◼ Once again the media are full of talk about dysfunction and default, as the partial government shutdown threatens to linger until the federal government hits the limit of its borrowing capacity, possibly on Oct. 17. - CATO Institute
If in fact Congress doesn’t raise the ceiling by mid-October—or by November 1 or so, when the real crunch might come—then the federal government would be forbidden to borrow any more money beyond the legal limit of $16.699 trillion.
Congress and the president will work out the debt ceiling issue, if not by October 17 then a few days later. The real dysfunction is a federal budget that doubled in 10 years, unprecedented deficits as far as the eye can see, and a national debt bursting through its statutory limit of $16.699 trillion and heading toward 100 percent of GDP.

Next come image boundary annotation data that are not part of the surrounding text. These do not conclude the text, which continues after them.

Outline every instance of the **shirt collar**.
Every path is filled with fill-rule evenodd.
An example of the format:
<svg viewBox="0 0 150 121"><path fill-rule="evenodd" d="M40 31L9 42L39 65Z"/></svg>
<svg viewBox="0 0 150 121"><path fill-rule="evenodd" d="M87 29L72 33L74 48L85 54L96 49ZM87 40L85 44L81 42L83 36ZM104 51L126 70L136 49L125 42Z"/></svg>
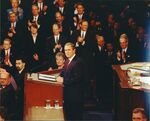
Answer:
<svg viewBox="0 0 150 121"><path fill-rule="evenodd" d="M71 62L73 60L73 58L75 57L76 54L74 54L71 58L69 58L69 61ZM69 62L69 63L70 63Z"/></svg>

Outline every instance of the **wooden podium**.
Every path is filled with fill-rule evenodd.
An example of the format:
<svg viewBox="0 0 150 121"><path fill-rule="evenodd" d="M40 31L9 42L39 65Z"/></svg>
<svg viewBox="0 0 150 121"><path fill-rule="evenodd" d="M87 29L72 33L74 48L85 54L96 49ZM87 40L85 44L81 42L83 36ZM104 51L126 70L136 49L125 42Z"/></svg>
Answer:
<svg viewBox="0 0 150 121"><path fill-rule="evenodd" d="M137 107L145 108L150 116L150 90L129 85L126 70L121 65L113 65L114 69L114 113L115 120L131 120L132 110Z"/></svg>
<svg viewBox="0 0 150 121"><path fill-rule="evenodd" d="M40 72L41 74L59 74L61 70L45 71ZM37 76L40 73L32 74L32 76ZM63 85L57 82L39 80L37 77L29 78L26 75L25 87L24 87L24 120L40 120L43 115L42 112L48 112L44 109L46 100L50 100L51 106L54 107L54 102L59 101L59 105L62 107L63 103ZM37 113L39 112L39 113ZM58 115L46 115L41 120L64 120L63 108L59 110L50 109L51 114L55 113ZM34 116L32 116L34 115ZM37 116L38 117L37 117ZM33 118L35 117L36 118Z"/></svg>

...Republicans and Democrats alike should be able to find wasteful, extravagant, and unnecessary programs to cut back or eliminate. And yet many voters, especially Tea Partiers, know that both parties have been responsible for the increased spending. Most Republicans, including today’s House leaders, voted for the No Child Left Behind Act, the Iraq war, the prescription drug entitlement, and the TARP bailout during the Bush years. That’s why fiscal conservatives have become very skeptical of bills that promise to cut spending some day—not this year, not next year, but swear to God some time in the next ten years. As the White Queen said to Alice, “Jam to-morrow and jam yesterday—but never jam to-day.” Cuts tomorrow and cuts in the out-years—but never cuts today.
If the “dysfunctional” fight that has sent the establishment into hysterics finally results in some constraint on out-of-control spending, then it will have been well worth all the hand-wringing headlines. The problem is not a temporary mess on Capitol Hill and not a mythical default, it’s spending, deficits, and debt.